Siwach Pratibha, Pophaly Saurabh Dilip, Ganesh Subramaniam
Department of Biological Sciences and Bioengineering, Indian Institute of Technology, Kanpur, India.
Mol Biol Evol. 2006 Jul;23(7):1357-69. doi: 10.1093/molbev/msk022. Epub 2006 Apr 17.
Mutations causing expansion of amino acid repeats are responsible for 19 hereditary disorders. Repeats in several other proteins also show length variations. These observations prompted us to identify single amino acid repeat-containing proteins (SARPs) in humans and to understand their functional and evolutionary significance. We identified 8812 SARPs containing 17 146 repeat domains, each harboring 4 or more residues. In all, 5% of SARPs (471) showed repeat length variations, and nearly 84% of them (394) have repeats of 10 residues or less. We find that SARPs are involved in functions that require formation of multiprotein complexes. Nearly 78% (6859) of the SARPs did not find a paralogue in the human proteome, and such proteins are considered as orphan SARPs. Orphan SARPs show longer repeat stretches, longer peptide length, and lower expression levels as compared with SARPs belonging to protein family. Because the intensity of gene expression is known to relate inversely with the rate of protein sequence evolution, our results suggest that the orphan SARPs evolve faster than the familial forms and therefore are under a weaker selection pressure. We also find that while GC-rich codons are favored for coding the repeat tracts of SARPs, specific codons and not nucleotide motifs per se are selected, suggesting functional constraints placed on the usage of codons. One of the constraints could be the mRNA stability as clustering of rare codons is known to destabilize the transcripts and rare codons are not favored for coding repeat tracts. Genes encoding polymorphic SARPs show preferential localization toward the telomeric segments. Further, the sex-specific recombination rates of the chromosomal locus strongly correlate with the parental gender that influence the repeat instability in disorder caused by dynamic mutation. Therefore, instability associated with repeats might be driven by processes that are specific to sperm or oocyte development, and the recombination frequency might play a positive role in this process.

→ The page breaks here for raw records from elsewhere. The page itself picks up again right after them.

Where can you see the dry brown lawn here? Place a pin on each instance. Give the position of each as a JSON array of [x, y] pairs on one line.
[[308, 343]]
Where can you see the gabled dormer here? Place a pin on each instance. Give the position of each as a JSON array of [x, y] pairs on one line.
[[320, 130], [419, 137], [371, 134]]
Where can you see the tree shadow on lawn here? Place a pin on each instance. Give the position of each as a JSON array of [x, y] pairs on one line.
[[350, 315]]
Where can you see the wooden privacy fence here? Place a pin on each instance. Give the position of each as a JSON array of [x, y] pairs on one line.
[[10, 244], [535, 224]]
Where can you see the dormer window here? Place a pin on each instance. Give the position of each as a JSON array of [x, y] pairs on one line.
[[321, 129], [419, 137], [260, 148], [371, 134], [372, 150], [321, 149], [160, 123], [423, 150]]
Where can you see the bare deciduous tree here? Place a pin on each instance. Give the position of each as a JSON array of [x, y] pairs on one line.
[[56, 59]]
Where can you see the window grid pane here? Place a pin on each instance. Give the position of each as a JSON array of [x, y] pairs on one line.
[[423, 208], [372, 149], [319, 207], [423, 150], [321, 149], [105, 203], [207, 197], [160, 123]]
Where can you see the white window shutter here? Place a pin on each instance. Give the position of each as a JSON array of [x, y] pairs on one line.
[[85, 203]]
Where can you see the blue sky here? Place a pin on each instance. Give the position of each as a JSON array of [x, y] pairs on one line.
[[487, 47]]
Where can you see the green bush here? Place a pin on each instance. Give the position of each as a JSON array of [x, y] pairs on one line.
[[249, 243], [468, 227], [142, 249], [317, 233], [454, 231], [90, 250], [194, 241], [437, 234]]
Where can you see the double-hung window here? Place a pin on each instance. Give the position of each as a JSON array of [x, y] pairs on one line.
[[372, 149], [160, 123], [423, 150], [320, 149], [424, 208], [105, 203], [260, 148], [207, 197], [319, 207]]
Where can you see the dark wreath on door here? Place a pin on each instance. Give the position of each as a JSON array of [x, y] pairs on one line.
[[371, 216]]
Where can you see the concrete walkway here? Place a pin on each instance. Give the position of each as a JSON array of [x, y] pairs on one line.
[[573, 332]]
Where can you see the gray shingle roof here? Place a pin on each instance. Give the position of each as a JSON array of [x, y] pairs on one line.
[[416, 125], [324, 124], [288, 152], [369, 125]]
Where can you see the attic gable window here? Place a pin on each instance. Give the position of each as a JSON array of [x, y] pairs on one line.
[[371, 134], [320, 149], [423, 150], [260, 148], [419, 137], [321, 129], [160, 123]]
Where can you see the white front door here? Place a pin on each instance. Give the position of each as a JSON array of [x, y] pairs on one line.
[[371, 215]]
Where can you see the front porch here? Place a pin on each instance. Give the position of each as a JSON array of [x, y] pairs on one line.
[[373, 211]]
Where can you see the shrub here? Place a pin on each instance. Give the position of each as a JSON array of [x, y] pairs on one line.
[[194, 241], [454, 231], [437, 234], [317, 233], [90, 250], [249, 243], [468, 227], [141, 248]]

导致氨基酸重复序列扩增的突变是19种遗传性疾病的病因。其他几种蛋白质中的重复序列也存在长度变异。这些观察结果促使我们在人类中鉴定含单氨基酸重复序列的蛋白质(SARP),并了解它们的功能和进化意义。我们鉴定出8812个SARP,包含17146个重复结构域,每个结构域含有4个或更多残基。总体而言,5%的SARP(471个)表现出重复长度变异,其中近84%(394个)的重复序列长度为10个残基或更短。我们发现SARP参与需要形成多蛋白复合物的功能。近78%(6859个)的SARP在人类蛋白质组中未找到旁系同源物,这类蛋白质被视为孤儿SARP。与属于蛋白质家族的SARP相比,孤儿SARP的重复序列延伸更长、肽长度更长且表达水平更低。由于已知基因表达强度与蛋白质序列进化速率成反比,我们的结果表明孤儿SARP的进化速度比家族形式更快,因此处于较弱的选择压力之下。我们还发现,虽然富含GC的密码子有利于编码SARP的重复序列,但选择的是特定密码子而非核苷酸基序本身,这表明密码子的使用受到功能限制。其中一个限制可能是mRNA稳定性,因为已知稀有密码子的聚集会使转录本不稳定,且稀有密码子不利于编码重复序列。编码多态性SARP的基因表现出向端粒区段的优先定位。此外,染色体位点的性别特异性重组率与影响动态突变所致疾病中重复序列不稳定性的亲本性别密切相关。因此,与重复序列相关的不稳定性可能由精子或卵母细胞发育特有的过程驱动,而重组频率可能在此过程中发挥积极作用。